Old Media Policy Failures, New Media Policy Challenges
21 Pages Posted: 5 Aug 2009 Last revised: 19 Nov 2009
Date Written: July 6, 2009
This paper deals with two related subjects. The first is the past failure of economic analysis to trigger elimination of welfare-reducing public policies affecting the older mass media technologies, such as broadcasting. The second is some speculation about future policy issues that may continue or arise from the technical characteristics of the new broadband media, combined with advances in social psychology, neuroscience and behavioral economics.

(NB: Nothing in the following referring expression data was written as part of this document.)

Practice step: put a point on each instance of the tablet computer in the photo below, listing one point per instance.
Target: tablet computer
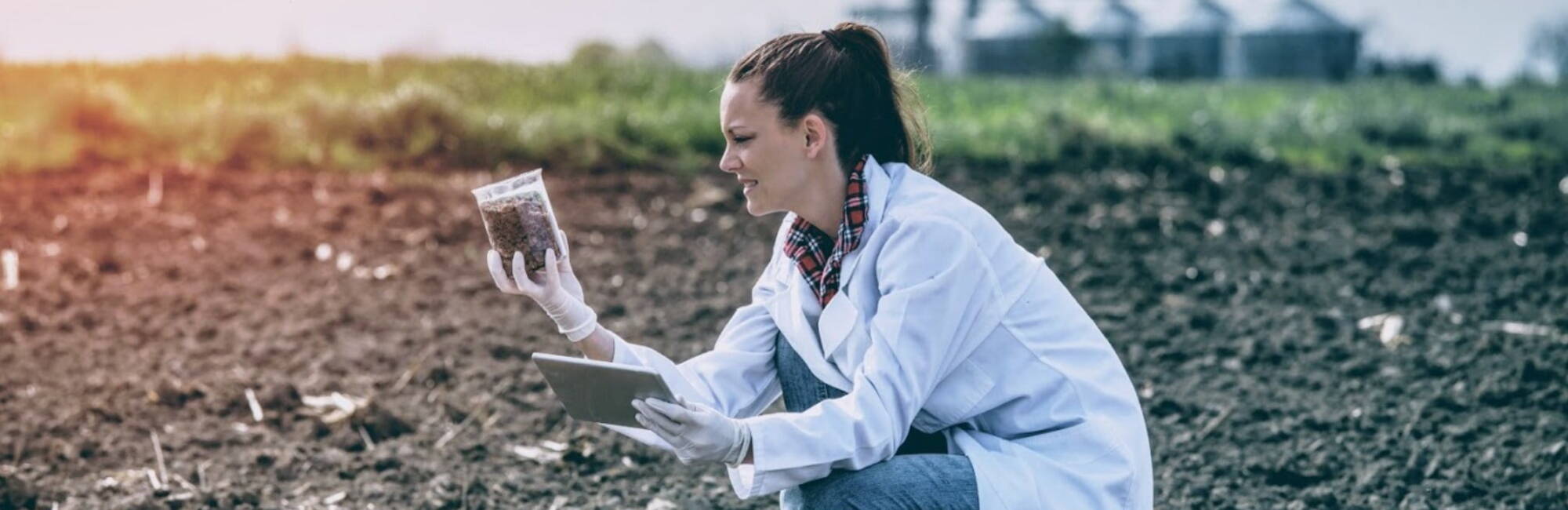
(601, 392)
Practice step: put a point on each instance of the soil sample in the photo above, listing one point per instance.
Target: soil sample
(518, 217)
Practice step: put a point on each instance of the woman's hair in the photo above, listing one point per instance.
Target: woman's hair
(848, 76)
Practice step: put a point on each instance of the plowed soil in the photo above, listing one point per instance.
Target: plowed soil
(1233, 297)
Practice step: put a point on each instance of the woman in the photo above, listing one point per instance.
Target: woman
(926, 360)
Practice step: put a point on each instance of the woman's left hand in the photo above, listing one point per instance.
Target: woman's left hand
(697, 432)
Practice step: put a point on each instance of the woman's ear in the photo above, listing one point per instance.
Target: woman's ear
(818, 134)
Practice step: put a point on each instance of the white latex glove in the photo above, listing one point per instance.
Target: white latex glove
(697, 432)
(559, 299)
(568, 277)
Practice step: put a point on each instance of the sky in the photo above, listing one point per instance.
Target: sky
(1487, 38)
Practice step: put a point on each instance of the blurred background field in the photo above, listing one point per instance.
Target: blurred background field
(1341, 290)
(609, 109)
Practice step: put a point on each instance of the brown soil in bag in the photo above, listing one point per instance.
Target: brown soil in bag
(520, 224)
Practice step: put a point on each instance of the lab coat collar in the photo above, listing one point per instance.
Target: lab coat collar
(879, 181)
(841, 315)
(789, 315)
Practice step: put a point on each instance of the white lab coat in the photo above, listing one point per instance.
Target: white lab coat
(942, 322)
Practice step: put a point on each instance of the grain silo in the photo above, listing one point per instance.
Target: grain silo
(1116, 43)
(1015, 37)
(1196, 48)
(1302, 42)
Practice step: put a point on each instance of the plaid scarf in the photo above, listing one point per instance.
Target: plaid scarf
(810, 246)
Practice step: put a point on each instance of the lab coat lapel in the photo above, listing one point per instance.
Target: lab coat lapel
(877, 189)
(843, 316)
(789, 315)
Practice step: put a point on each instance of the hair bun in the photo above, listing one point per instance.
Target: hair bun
(833, 38)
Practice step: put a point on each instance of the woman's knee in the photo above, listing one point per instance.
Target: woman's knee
(901, 483)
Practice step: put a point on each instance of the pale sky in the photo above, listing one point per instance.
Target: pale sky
(1470, 37)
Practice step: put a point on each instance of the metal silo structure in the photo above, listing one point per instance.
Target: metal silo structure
(1116, 43)
(1302, 42)
(1015, 37)
(1200, 46)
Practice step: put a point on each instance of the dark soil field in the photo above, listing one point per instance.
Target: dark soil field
(1238, 302)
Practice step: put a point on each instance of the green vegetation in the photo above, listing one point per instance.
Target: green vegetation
(609, 109)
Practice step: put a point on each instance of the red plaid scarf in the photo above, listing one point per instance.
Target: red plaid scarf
(810, 246)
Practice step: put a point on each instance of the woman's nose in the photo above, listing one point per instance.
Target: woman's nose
(730, 162)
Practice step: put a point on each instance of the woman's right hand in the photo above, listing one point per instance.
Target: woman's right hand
(532, 285)
(556, 291)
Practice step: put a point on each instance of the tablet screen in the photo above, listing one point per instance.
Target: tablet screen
(601, 392)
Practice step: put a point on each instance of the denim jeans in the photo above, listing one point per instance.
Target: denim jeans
(920, 476)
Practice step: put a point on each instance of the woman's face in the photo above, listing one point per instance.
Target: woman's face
(769, 158)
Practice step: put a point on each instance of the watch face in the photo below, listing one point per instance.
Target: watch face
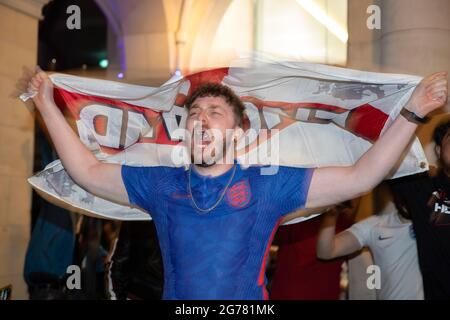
(5, 293)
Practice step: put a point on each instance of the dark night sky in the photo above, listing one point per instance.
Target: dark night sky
(72, 48)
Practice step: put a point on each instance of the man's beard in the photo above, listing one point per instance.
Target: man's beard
(205, 164)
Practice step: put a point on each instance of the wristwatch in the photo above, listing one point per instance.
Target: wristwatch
(412, 117)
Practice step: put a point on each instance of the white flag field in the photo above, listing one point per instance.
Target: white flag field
(298, 114)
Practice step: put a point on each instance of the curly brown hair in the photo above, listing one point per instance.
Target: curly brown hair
(219, 90)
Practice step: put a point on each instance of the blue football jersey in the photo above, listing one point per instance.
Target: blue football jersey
(220, 254)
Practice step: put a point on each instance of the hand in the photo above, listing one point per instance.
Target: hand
(43, 86)
(429, 95)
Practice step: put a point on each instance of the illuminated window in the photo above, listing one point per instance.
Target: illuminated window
(309, 30)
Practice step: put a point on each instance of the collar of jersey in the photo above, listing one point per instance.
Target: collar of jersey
(198, 179)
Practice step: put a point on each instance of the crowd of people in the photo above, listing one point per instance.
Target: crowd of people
(200, 245)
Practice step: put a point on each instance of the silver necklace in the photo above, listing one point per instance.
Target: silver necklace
(218, 200)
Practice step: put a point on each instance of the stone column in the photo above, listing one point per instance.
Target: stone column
(415, 39)
(18, 38)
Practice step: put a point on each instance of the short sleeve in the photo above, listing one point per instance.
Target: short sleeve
(290, 188)
(140, 183)
(362, 230)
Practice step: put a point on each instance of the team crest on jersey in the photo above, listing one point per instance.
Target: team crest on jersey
(239, 194)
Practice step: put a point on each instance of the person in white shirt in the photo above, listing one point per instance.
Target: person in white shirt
(390, 237)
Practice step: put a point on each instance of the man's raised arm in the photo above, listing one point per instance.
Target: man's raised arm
(101, 179)
(336, 184)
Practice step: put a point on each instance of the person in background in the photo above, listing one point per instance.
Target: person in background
(427, 199)
(299, 275)
(390, 237)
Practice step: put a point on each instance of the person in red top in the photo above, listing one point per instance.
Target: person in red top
(299, 274)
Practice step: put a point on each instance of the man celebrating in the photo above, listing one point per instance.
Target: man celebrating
(215, 221)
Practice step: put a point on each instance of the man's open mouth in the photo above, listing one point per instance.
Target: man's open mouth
(202, 137)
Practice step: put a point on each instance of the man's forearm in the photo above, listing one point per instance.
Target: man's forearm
(327, 232)
(379, 160)
(75, 157)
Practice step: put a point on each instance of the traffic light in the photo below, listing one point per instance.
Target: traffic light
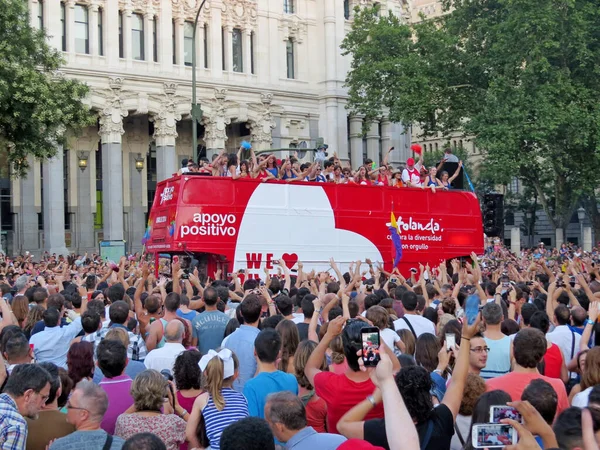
(493, 215)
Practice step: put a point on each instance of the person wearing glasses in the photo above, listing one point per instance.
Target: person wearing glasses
(85, 410)
(478, 354)
(25, 393)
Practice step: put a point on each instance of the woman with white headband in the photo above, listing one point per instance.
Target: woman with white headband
(220, 405)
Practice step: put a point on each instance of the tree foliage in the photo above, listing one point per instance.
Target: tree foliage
(37, 104)
(519, 76)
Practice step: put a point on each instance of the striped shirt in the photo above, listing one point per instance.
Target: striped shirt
(13, 427)
(236, 408)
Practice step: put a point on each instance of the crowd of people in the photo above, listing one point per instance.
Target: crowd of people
(267, 167)
(102, 356)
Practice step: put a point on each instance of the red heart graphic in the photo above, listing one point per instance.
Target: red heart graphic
(290, 259)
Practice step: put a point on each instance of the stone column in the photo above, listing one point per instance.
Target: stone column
(587, 239)
(111, 132)
(247, 34)
(54, 204)
(560, 237)
(148, 38)
(228, 49)
(93, 34)
(515, 240)
(356, 155)
(373, 142)
(166, 156)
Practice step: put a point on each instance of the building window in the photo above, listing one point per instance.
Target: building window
(120, 34)
(252, 52)
(205, 46)
(154, 40)
(188, 43)
(288, 6)
(63, 27)
(40, 14)
(289, 51)
(82, 32)
(174, 42)
(100, 36)
(237, 50)
(137, 37)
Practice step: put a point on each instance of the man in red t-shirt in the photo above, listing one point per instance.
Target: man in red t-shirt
(341, 392)
(529, 347)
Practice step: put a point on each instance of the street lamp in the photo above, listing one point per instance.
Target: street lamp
(581, 217)
(196, 109)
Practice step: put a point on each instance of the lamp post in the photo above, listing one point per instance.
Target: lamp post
(196, 109)
(581, 217)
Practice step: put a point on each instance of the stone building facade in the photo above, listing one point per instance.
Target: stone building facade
(268, 71)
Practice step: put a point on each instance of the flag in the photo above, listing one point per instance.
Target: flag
(396, 242)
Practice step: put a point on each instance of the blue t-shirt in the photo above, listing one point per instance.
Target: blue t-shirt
(258, 388)
(209, 328)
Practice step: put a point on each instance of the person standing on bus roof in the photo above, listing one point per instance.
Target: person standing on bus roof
(411, 176)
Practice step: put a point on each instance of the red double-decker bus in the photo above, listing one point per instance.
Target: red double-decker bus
(246, 224)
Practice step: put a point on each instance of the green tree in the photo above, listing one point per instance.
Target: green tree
(520, 76)
(37, 104)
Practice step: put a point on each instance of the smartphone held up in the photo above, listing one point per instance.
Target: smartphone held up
(370, 346)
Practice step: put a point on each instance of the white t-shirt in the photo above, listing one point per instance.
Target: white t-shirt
(414, 176)
(582, 399)
(563, 337)
(420, 324)
(390, 337)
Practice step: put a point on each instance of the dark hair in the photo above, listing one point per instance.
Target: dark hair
(567, 429)
(267, 345)
(232, 325)
(186, 372)
(16, 346)
(250, 309)
(112, 357)
(52, 369)
(80, 361)
(352, 340)
(25, 377)
(527, 310)
(409, 301)
(563, 315)
(414, 383)
(426, 351)
(529, 347)
(540, 321)
(481, 410)
(118, 312)
(210, 296)
(67, 386)
(172, 301)
(115, 292)
(51, 317)
(285, 305)
(509, 326)
(251, 433)
(287, 409)
(144, 441)
(542, 397)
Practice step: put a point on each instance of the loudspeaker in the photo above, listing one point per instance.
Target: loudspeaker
(492, 211)
(451, 168)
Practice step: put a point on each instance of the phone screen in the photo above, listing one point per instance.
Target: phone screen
(370, 343)
(492, 435)
(497, 413)
(450, 341)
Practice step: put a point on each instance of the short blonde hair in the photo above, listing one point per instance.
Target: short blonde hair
(148, 390)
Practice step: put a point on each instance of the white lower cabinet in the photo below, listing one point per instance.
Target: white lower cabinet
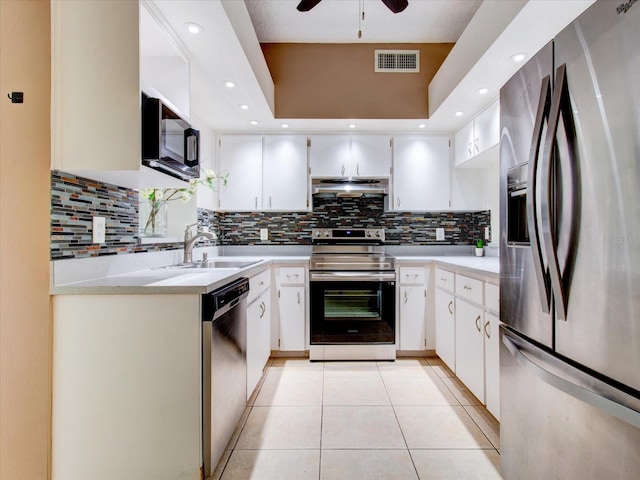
(258, 327)
(290, 322)
(413, 308)
(412, 318)
(492, 363)
(446, 328)
(258, 338)
(467, 333)
(470, 346)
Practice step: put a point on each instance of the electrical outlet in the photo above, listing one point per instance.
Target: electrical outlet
(99, 229)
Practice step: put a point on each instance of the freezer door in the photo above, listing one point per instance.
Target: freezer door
(598, 188)
(557, 424)
(524, 294)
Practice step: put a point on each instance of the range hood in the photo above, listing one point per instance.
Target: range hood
(350, 187)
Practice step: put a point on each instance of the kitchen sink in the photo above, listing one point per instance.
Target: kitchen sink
(229, 264)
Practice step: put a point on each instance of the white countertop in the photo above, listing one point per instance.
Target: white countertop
(205, 280)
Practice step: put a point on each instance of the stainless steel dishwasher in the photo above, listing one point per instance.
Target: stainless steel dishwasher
(224, 367)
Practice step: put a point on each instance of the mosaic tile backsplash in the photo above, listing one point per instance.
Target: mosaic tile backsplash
(75, 200)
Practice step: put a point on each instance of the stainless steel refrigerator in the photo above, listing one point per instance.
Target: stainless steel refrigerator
(570, 253)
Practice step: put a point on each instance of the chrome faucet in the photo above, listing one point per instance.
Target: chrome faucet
(190, 240)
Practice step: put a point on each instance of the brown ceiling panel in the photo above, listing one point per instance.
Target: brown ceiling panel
(338, 80)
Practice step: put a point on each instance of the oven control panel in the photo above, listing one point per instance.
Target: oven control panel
(353, 235)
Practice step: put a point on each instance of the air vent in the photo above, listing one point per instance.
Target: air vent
(407, 61)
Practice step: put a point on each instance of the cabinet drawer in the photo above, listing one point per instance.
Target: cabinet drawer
(292, 276)
(469, 288)
(492, 297)
(445, 279)
(258, 284)
(412, 275)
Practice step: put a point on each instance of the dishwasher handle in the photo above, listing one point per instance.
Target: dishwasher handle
(220, 301)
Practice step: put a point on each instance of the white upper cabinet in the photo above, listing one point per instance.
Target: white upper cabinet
(475, 142)
(420, 173)
(264, 172)
(240, 157)
(96, 93)
(284, 172)
(350, 155)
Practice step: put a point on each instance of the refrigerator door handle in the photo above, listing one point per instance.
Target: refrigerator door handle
(560, 104)
(544, 107)
(576, 383)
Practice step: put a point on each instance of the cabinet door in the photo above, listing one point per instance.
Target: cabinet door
(330, 155)
(445, 328)
(258, 339)
(241, 157)
(492, 363)
(487, 128)
(284, 168)
(464, 143)
(421, 173)
(412, 318)
(470, 347)
(292, 318)
(370, 156)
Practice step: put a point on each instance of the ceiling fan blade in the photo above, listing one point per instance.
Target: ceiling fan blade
(306, 5)
(396, 6)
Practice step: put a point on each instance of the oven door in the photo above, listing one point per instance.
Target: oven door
(352, 308)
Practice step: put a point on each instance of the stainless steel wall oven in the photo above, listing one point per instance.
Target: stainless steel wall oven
(353, 294)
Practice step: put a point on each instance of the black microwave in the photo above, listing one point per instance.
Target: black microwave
(169, 144)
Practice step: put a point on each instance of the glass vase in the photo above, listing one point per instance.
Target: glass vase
(153, 219)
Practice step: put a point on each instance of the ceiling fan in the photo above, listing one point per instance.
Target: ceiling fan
(396, 6)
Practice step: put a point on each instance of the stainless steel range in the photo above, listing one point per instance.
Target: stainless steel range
(353, 295)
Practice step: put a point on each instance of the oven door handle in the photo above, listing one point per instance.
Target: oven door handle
(352, 276)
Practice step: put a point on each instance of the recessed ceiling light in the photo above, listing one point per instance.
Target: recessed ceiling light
(193, 28)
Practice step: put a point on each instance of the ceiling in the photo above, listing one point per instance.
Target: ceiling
(486, 33)
(338, 21)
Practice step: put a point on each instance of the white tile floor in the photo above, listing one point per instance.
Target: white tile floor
(405, 420)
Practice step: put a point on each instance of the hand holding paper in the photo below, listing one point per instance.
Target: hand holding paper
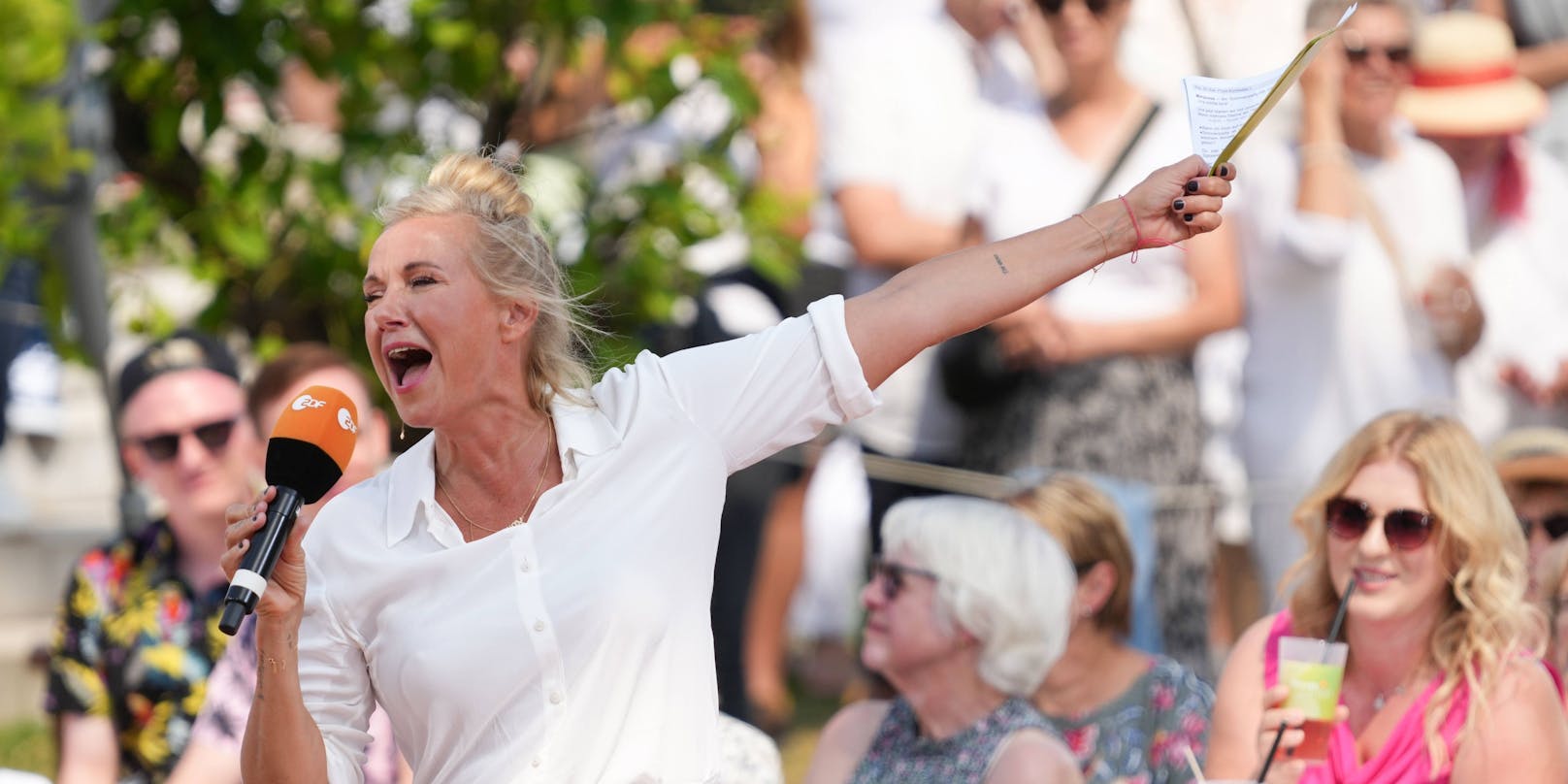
(1224, 112)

I draw two principal conclusions. First, the failure of economic analysis to stimulate fundamental reform of media regulation is due largely to the fact that policy makers have greater incentives to focus on the allocation of economic rents among interest groups than to promote consumer welfare.
Second, it is clear that IP-based technology is replacing old media such as newspapers and broadcast stations. The technology has the potential to greatly enhance competition and diversity, and to reduce the cost of access by consumers and suppliers to each other. However, regulation is not likely to be reduced, because a whole new rationale for media regulation is being developed. The new rational will be a market failure, based on the adverse welfare effects of competitive media content that is responsive to consumers’ cognitive impairments.
This paper was first presented at a 2009 University of Bayreuth conference on the future of public broadcasting in Germany. While my point of reference is media structure and policy in the United States, I believe that most of what I have to say is also applicable to other countries, including Germany and other members of the European Union. For example, new media technology is challenging the highly concentrated “public” structure of German television, and will continue to do so unless policymakers intervene. The externality rational for public television in Germany is of fading importance, but the argument for public control might be strengthened in the future by welfare-reducing market imperfections in commercial media content.